Langdurig werkzoekenden

Op voorstel van Mevrouw Laurette Onkelinx, Minister van Werkgelegenheid, en de heer Frank Vandenbroucke, Minister van Sociale Zaken en Pensioenen, keurde de Ministerraad een ontwerp van koninklijk besluit (*) goed tot bevordering van de tewerkstelling van langdurig werkzoekenden.

Op voorstel van Mevrouw Laurette Onkelinx, Minister van Werkgelegenheid, en de heer Frank Vandenbroucke, Minister van Sociale Zaken en Pensioenen, keurde de Ministerraad een ontwerp van koninklijk besluit (*) goed tot bevordering van de tewerkstelling van langdurig werkzoekenden.

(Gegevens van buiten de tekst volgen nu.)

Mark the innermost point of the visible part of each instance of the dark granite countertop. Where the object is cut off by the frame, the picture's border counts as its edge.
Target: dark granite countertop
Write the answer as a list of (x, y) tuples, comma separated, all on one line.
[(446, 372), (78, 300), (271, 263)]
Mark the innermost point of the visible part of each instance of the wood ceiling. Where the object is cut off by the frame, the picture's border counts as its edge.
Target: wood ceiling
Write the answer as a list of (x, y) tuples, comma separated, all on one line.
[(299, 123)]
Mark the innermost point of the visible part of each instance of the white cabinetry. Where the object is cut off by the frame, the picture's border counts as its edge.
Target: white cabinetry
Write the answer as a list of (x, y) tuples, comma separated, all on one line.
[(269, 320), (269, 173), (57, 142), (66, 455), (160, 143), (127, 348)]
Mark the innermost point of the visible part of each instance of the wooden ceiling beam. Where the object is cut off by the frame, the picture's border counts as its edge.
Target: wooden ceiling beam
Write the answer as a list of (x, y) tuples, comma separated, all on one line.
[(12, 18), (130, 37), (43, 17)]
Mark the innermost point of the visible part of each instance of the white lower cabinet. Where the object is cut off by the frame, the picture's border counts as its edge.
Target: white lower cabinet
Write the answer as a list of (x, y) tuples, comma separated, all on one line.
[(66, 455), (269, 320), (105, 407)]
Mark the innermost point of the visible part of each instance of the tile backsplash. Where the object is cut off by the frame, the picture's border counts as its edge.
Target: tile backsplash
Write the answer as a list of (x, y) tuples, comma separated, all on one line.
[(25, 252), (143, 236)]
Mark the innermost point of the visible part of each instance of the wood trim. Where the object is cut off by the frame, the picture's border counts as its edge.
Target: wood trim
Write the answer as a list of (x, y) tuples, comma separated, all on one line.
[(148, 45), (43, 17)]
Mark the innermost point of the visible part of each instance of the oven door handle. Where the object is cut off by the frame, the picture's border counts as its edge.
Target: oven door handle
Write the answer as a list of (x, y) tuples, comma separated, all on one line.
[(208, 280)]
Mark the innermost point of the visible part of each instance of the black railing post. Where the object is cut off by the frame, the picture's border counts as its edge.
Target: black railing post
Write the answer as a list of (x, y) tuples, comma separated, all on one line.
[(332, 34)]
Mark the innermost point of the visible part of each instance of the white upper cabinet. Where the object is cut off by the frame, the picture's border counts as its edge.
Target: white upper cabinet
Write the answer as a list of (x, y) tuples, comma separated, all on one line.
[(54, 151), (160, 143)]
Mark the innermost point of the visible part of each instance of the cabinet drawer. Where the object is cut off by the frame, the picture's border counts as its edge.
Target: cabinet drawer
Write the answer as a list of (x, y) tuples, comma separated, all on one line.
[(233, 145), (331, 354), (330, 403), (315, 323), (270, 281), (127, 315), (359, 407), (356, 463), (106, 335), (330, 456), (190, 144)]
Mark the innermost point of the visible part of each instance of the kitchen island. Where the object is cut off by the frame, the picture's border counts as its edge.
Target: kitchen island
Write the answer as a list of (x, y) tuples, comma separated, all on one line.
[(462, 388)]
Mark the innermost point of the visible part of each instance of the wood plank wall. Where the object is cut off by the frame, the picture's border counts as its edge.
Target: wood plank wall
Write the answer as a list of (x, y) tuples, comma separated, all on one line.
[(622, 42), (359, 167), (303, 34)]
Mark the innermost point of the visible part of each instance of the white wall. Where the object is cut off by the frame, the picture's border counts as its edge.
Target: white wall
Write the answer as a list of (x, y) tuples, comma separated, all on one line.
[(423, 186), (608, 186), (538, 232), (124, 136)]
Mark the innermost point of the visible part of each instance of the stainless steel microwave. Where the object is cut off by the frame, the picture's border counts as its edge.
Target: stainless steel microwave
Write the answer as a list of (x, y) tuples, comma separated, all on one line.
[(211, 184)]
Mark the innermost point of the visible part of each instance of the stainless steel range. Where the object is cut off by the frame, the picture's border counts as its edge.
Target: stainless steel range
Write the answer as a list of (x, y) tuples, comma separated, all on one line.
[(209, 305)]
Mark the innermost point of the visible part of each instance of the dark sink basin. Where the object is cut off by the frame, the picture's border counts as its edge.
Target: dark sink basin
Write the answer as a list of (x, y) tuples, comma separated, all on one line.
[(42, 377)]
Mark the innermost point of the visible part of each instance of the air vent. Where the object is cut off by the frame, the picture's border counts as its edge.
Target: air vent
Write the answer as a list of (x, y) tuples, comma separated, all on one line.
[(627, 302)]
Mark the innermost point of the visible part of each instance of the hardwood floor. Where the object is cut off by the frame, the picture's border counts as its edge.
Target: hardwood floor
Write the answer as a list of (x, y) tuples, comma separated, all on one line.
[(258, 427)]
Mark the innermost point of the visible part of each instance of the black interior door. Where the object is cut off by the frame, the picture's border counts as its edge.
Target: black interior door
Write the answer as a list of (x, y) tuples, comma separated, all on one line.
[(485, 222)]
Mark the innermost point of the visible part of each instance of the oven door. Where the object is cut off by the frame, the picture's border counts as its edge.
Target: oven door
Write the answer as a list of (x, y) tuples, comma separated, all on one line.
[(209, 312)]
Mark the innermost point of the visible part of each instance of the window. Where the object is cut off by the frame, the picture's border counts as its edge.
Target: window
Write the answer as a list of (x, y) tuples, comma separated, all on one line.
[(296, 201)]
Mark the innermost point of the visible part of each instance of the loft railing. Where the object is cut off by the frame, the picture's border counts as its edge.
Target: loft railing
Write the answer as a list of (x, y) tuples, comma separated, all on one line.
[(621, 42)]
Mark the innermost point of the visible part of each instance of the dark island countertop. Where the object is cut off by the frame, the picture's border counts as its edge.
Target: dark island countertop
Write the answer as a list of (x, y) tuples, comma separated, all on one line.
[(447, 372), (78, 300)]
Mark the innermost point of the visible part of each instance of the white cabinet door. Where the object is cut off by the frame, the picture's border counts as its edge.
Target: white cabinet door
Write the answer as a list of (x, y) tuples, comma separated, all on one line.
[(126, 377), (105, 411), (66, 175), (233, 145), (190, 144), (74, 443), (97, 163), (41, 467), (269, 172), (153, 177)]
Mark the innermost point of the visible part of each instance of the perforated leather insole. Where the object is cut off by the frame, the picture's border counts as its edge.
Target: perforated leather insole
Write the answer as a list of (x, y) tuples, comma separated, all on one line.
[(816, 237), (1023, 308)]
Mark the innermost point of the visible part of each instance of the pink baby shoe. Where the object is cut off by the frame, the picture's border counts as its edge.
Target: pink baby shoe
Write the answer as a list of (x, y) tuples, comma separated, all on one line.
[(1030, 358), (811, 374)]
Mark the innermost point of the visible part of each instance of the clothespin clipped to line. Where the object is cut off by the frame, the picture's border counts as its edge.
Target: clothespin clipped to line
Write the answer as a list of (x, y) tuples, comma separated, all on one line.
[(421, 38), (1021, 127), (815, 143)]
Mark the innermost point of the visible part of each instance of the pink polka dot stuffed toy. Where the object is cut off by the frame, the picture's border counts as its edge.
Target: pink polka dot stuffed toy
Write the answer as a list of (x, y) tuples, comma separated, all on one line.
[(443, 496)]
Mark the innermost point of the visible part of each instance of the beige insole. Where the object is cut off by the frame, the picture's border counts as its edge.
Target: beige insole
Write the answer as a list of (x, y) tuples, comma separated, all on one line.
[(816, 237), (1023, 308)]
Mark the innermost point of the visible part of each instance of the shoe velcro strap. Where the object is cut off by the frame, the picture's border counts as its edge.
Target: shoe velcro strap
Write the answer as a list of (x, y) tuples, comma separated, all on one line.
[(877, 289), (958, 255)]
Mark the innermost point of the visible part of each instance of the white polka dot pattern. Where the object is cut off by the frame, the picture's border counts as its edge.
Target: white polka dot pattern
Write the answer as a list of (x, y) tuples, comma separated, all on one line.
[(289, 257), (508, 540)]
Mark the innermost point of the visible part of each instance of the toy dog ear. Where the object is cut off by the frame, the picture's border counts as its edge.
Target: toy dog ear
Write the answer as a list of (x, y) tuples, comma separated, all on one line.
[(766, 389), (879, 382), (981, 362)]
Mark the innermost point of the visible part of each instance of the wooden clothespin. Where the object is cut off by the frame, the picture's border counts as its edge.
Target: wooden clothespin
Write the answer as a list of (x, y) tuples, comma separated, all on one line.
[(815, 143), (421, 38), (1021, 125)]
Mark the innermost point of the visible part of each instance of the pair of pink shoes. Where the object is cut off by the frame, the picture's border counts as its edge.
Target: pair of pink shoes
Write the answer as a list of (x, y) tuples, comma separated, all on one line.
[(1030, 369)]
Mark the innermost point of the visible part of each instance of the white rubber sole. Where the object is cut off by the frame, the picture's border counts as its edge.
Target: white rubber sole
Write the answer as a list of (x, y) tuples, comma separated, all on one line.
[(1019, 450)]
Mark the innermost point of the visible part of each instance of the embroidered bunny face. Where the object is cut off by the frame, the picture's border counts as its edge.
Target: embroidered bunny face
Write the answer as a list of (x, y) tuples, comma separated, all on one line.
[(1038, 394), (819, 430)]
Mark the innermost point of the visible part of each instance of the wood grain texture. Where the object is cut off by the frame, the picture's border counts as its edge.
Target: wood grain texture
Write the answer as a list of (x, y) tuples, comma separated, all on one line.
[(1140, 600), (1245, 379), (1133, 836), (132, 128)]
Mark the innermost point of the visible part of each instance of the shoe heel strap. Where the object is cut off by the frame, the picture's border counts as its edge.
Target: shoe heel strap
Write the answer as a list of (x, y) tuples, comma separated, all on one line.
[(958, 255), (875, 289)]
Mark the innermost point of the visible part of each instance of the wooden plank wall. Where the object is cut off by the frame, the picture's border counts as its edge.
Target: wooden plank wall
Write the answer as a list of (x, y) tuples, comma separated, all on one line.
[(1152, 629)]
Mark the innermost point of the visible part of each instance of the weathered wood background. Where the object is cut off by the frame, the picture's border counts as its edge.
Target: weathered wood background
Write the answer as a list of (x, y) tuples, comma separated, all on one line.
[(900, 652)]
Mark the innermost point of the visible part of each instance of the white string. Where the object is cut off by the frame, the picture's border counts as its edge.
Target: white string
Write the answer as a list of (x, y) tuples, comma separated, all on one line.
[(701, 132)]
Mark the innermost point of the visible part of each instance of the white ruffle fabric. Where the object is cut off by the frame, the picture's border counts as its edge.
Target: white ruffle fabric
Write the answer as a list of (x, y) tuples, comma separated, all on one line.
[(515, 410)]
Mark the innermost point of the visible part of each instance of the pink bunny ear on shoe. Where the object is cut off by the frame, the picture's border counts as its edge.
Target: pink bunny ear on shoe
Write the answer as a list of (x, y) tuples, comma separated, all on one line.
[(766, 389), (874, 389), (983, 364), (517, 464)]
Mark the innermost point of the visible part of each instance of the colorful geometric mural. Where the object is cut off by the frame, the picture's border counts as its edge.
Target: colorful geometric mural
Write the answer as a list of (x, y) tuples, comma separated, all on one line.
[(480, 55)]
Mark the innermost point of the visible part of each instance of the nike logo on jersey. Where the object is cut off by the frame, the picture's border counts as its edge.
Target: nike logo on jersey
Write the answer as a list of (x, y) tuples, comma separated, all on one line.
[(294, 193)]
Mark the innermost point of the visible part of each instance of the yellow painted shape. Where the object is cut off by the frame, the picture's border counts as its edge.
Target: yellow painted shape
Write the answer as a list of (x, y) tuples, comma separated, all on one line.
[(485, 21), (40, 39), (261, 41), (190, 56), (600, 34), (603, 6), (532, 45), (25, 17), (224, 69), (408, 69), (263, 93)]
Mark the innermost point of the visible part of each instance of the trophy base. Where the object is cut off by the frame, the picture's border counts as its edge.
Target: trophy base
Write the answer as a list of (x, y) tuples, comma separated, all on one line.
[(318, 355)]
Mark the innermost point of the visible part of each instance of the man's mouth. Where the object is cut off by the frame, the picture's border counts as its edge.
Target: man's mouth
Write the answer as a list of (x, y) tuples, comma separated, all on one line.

De wijzigingen betreffen: - de vaststelling van de periode waarbinnen de vereiste inactiviteitsduur moet gelegen zijn. De maand waarin de aanwerving plaatsheeft wordt dus zelf niet meegeteld. Dit leidt tot ongewilde uitsluiting van sommige werknemers. Het meest treffende voorbeeld is de werknemer die na een startbaan van 12 maanden aangeworden wordt: met de huidige tekst zal hij niet beschouwd worden als langdurig werkzoekende (behalve als de 12 maanden Rosetta juist samenvallen met 12 kalendermaanden), met de voorgestelde wijziging komt hij wel in aanmerking. - de aanpassing van de procedure in geval van laattijdige aanvraag van de werkkaart. Tot nu toe vervalt elk recht op bijdragevermindering voor de werknemer wanneer de werkkaart te laat wordt aangevraagd. Dit recht wordt nu wel toegekend, maar dan slechts vanaf het kwartaal volgend op de laattijdige indiening van de werkkaart. De sanctie voor de werkgever bij laattijdigheid wordt dus gemilderd, vooral in het belang van de werknemer (met de huidige regeling is het zo dat de werkgever die verneemt dat hij niet in aanmerking komt wegens laattijdigheid van de werkkaart, in heel wat gevallen de werknemer zal ontslaan en een andere werknemer in dienst nemen die wel in aanmerking komt voor de werkkaart). - de aanpassing van de techniek van activering van uitkeringen bij korte tewerkstellingen: er zal in de toekomst rekening gehouden worden met de prestatiebreuk om het theoretisch bedrag aan activering (500 euro per maand) in een lager proportioneel bedrag. Op die manier wordt vermeden dat in eenzelfde maand meerdere keren de 500 euro wordt gevraagd per korte tewerkstelling. Bovendien wordt in die situatie vermeden dat de werknemer voor elke korte tewerkstelling telkens een aanvraag moet doen. (*) tot wijziging van het koninklijk besluit van 19 december 2001.